- New research is investigating ways to better use remote sensing technology as a tool to detect weeds in complex ecological landscapes
- The project brings together researchers, governments and weed management experts
- The research will look at airborne and satellite technology combined with machine learning
New research aims to improve the way remote sensing technologies can be used to detect weeds in complex ecological landscapes.
The project, led by Charles Sturt University through the Graham Centre for Agricultural Innovation, aims to better use the technologies to rapidly detect weeds in mixed landscapes, such as native grasslands and woodlands, coastal dunes, alpine areas, and other diverse natural systems.
The aim is to help land managers to effectively target control to prevent weed spread, and reduce herbicide use.
Lecturer in livestock production management at the Charles Sturt School of Agricultural, Environmental and Veterinary Sciences, Dr Jane Kelly said remote sensing technology is already used in a number of agricultural and environmental contexts but challenges remain.
“Complex natural systems make it difficult to distinguish weeds from other vegetation, especially during early stages of weed growth,” Dr Kelly said.
“Remote detection techniques can also be expensive, technically-challenging and inaccessible for many land managers.”
Dr Kelly said the two-year project will test the limitations of available remote sensing technologies, including airborne and satellite platforms and high resolution RGB (Red, Green, Blue), hyperspectral and multispectral sensors, in combination with machine learning, to detect weeds.
“The project will use three nationally-significant ‘model’ weed systems, including hawkweeds, African Lovegrass and Bitou Bush to investigate the limitations of this technology,” Dr Kelly said.
“They’ve been selected on the basis of the differing growth habit, colour and texture of the weeds, and for the variety of invaded landscapes and weed management objectives.”
Study sites will be located within Kosciuszko National Park, the Monaro and the North, Central and South Coasts of NSW.

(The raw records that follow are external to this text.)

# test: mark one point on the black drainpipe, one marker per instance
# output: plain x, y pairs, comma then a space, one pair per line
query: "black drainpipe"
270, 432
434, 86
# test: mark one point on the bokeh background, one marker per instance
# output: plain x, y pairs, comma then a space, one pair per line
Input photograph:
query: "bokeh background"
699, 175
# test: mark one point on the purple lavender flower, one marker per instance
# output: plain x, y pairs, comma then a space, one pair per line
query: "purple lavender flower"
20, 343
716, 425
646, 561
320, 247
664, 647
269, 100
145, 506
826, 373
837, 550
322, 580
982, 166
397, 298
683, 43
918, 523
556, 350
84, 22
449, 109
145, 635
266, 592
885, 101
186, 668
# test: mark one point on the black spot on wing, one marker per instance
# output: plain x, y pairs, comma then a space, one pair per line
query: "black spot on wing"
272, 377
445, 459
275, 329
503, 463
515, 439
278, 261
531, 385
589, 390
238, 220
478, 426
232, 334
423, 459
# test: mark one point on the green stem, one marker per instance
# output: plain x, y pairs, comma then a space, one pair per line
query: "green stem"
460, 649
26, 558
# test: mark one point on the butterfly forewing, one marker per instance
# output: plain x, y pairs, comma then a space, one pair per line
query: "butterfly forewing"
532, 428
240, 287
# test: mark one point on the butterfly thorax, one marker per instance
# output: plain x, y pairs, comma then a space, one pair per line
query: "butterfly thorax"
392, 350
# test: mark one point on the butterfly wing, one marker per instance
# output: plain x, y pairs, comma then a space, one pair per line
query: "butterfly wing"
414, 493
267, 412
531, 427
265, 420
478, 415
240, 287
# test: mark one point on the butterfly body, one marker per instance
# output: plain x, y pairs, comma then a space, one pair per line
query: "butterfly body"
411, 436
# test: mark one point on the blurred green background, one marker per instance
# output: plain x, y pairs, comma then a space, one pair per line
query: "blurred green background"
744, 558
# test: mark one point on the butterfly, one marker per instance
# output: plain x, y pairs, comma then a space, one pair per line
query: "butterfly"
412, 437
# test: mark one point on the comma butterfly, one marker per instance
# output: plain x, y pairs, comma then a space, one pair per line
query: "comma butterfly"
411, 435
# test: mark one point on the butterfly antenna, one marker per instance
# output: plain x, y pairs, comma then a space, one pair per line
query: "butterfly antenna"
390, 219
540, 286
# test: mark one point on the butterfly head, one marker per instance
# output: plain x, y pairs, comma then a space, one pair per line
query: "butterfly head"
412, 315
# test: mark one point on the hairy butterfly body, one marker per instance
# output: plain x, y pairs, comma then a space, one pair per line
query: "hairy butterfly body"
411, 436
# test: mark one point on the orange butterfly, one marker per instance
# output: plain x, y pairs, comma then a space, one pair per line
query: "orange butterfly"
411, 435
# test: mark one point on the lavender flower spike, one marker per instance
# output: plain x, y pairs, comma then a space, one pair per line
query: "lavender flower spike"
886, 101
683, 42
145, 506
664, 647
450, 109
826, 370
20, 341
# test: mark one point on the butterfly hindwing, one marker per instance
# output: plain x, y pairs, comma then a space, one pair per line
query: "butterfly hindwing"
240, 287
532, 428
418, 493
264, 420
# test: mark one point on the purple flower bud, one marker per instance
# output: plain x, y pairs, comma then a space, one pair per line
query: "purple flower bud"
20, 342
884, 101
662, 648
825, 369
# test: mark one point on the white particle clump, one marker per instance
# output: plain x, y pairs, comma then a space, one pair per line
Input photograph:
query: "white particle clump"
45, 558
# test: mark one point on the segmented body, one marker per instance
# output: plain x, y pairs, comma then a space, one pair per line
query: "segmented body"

Dr Kelly said the project also aims to provide robust guidelines for using remote sensing in weed detection across a variety of landscapes.
“The intent is to build an online portal and a community of practice to share tools and knowledge between researchers, governments, natural resource management groups and a range of end-users,” Dr Kelly said.
This project is supported Charles Sturt through funding from the Australian Government’s Established Pest Animals and Weeds Management Pipeline Program - Advancing Pest Animal and Weed Control Solutions.
It brings together drone, machine learning and remote sensing researchers Associate Professor Lihong Zheng and Dr Remy Dehaan from Charles Sturt, Associate Professor Felipe Gonzalez from the Queensland University of Technology, and weed management experts from the NSW Government.
Other partners include South East, North Coast and Murray Local Land Services, Mid Coast, Eurobodalla and Bega Valley Shire Councils, the Illawarra District Weeds Authority, and XAg Australia.